Борис был в таком состоянии, что едва не назвал своего учителя глупцом.

- В темноте даже спичка может освещать большую дорогу. Кроме того, не дело, когда в будущем человеческая жизнь будет полна, а реки пусты. Идемте пить чай, и в путь-дорогу. Сегодня завтрак у нас скудный, но ничего.

Профессор снова насвистывал марш. Глядя на него, аспирант подумал: «Потерянный кусок хлеба не должен омрачать не очень голодного философа».

И его радость, навеянная утренним пением птиц, возвратилась вновь.

(№1, 1950)

Семужий порог

Среди многих интересных вещей, которые обнаружены нами в литературном архиве покойного писателя А. А. Шахова, есть небольшая, весьма поэтическая повесть «Охота ночью», еще нигде не опубликованная.
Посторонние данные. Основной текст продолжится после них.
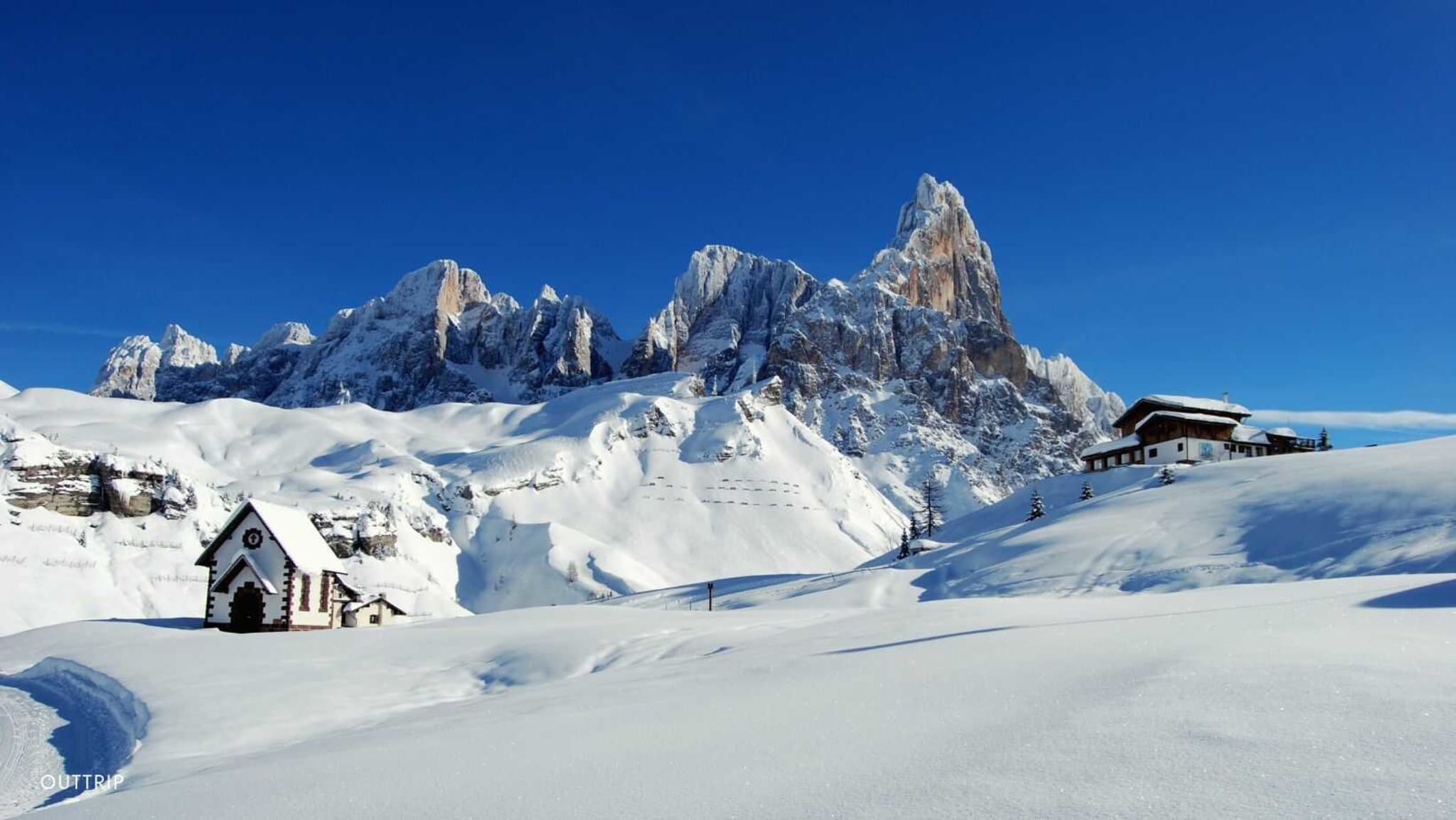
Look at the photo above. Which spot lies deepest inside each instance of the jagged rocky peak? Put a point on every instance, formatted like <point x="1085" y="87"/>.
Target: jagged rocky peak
<point x="282" y="334"/>
<point x="725" y="311"/>
<point x="133" y="367"/>
<point x="440" y="288"/>
<point x="439" y="335"/>
<point x="181" y="348"/>
<point x="938" y="258"/>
В повести рассказывается о двух художниках, которые отправились весной за Полярный круг, чтобы поймать, нанести на холст все неповторимые, яркие краски чудесной белой ночи. Но эта ночь слишком долго не давалась им, потому что работе мешала чудо-рыба, сильная, серебристая семга.

В повести великолепно выписан северный пейзаж, ярко показаны характеры двух художников. В отрывке, который мы предлагаем вниманию читателей, дана лишь одна сценка из этой повести - приключение у порога на реке Ковде.

Редколлегия альманаха № 12

Отцветала черемуха, на болотах распускала ярчайшие, белее снега, пушки пущица. С каждым днем душистее становился воздух и длиннее зори. Со своим другом я иногда выезжал. Но Василь, уходя писать, к утру чаще всего вместо этюда приносил либо лоха, либо хариусов. Георгий Николаевич работал усердно, и мы выезжали с ним на рыбалку, и то лишь в пасмурную погоду, когда тучи закрывали все краски прозрачной ночи, но, кроме кумжи и лохов, ничего не привозили. Семга не ловилась.

В лучистые и светлые зори, когда мир делался не только прекрасным, но и близким, как друг, как брат, я не осмеливался отрывать Георгия Михайловича от работы и либо ловил хариусов и сигов, либо уходил по берегу Ковды в лесную глушь.

Там иногда я взбирался на скалу, подошвы которой лизал злой поток, и глядел на вздрагивающую порожистую реку, на лесные дали, любовался своеобразием диких мест, и красота их, помимо моей воли, наполняла меня, и тогда я напоминал себе, что нет ничего Лучше жизни и особенно той, которая шагает среди красоты. И это напоминание, и мысль, что для полной жизни человека прекрасное необходимо, как хлеб, и убаюкивающие звуки реки, и недвижимый пахучий воздух, и спокойный свет зари вселяли в сердце тишину, и воспоминания, и мечты, и мысли становились Глубже и острее.